Ask the adult general public what heart failure is and the answers will range from a heart attack to sudden death.
At the final Sarver Heart Center lecture of the season last week, Dr. Elizabeth Juneman defined heart failure as “any damage to the heart.”
As cardiologist and Associate Professor of Medicine at Sarver Heart Center at Banner University Medical Center, Juneman’s talk attracted an audience of more than 100. Many had questions while a line of others stayed after to ask one-on-one questions about their personal health.
“Heart failure is when the body is unable to move blood effectively out of the heart and into the body. It’s a weakness of heart muscle to move blood, a weakness of the heart muscle to relax causing breathlessness, ankle swelling and fatigue,” Juneman said, adding that many signs can be resolved quickly with diuretic therapy.
Heart failure is common and affects about five million people in the U.S. annually. Common as it is, it’s also serious, causing an estimated 250,000 deaths in the U.S. each year.
Juneman gave what appeared to be an alarming statistic and explained its cause: there are more deaths now from heart disease than in the 1900s. It’s because Americans are now living longer.
In the 1900s, there were more deaths from smoking; there was no treatment for high blood pressure and there was less physical activity. Americans died younger. Today, there are fewer massive heart attacks. People are living longer and dying from heart failure.
Of $28.8 billion spent on heart failure in the U.S. annually, $17.1 billion is spent on hospital and nursing care.
Irreversible risk factors are those that can’t be changed. They include advanced age, being male, and family history.

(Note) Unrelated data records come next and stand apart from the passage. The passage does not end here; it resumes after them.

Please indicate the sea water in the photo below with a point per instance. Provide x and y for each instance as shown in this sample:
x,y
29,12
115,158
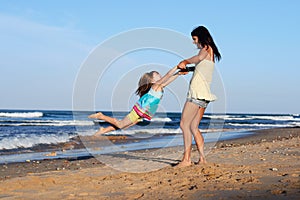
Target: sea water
x,y
21,130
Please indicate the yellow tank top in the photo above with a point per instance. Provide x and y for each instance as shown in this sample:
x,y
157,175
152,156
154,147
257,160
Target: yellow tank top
x,y
201,80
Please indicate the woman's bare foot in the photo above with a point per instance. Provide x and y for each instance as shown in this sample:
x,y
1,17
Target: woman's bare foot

Reversible risk factors, those that can be changed, include high cholesterol, smoking, high blood pressure, hormones, physical inactivity, obesity and stress.
“Inactivity is a tremendous risk factor,” Juneman said, and listed other risks: diabetes, heart murmurs, having an enlarged heart and having a prior heart attack.
Knowing the signs of heart failure enables you to seek medical help promptly. Signs include ankle swelling, shortness of breath, coughing, unable to lie flat (need two pillows to elevate head), sudden weight gain, being cold to the touch (especially limbs), and being tired and lethargic.
Juneman suggests knowing your blood pressure and heart rate and checking your weight daily. Baseline weight should be checked early in the morning, without clothing and before eating.
She explained what is included in an initial clinical evaluation of a heart-failure patient. Beyond medical history and physical evaluation there are diagnostic tests, lab tests for liver, kidney and thyroid function, blood count, urine analysis and non-invasive cardiac imaging.
A physician will go through a lifestyle checklist that includes current medications, maintaining follow-up appointments, monitoring weight, proper diet, daily exercise, limiting alcohol and caffeine and avoiding tobacco.
Six surgeries are available to improve heart failure. They include an Auto Implantable Cardioverter Defibrillator, Cardiac Resynchronization Therapy, a Left Ventricle Assistive Device, Bypass Surgery, Heart Valve Surgery and Cardiac Transplant.
How to improve
Juneman said one cup of coffee a day is OK. So is one small glass of wine — after exercising.
Take two grams of fish oil pills daily, maintain a low-salt diet, and monitor daily weight. And exercise.
People with heart failure who exercise do better. It’s important to remember anything you eat out will have a lot of salt.
“Heart failure is a chronic disease. It will never go away no matter how good you feel. But it can be treated so that you can continue to live your life.
“It’s a serious diagnosis, but we can help you to feel better.”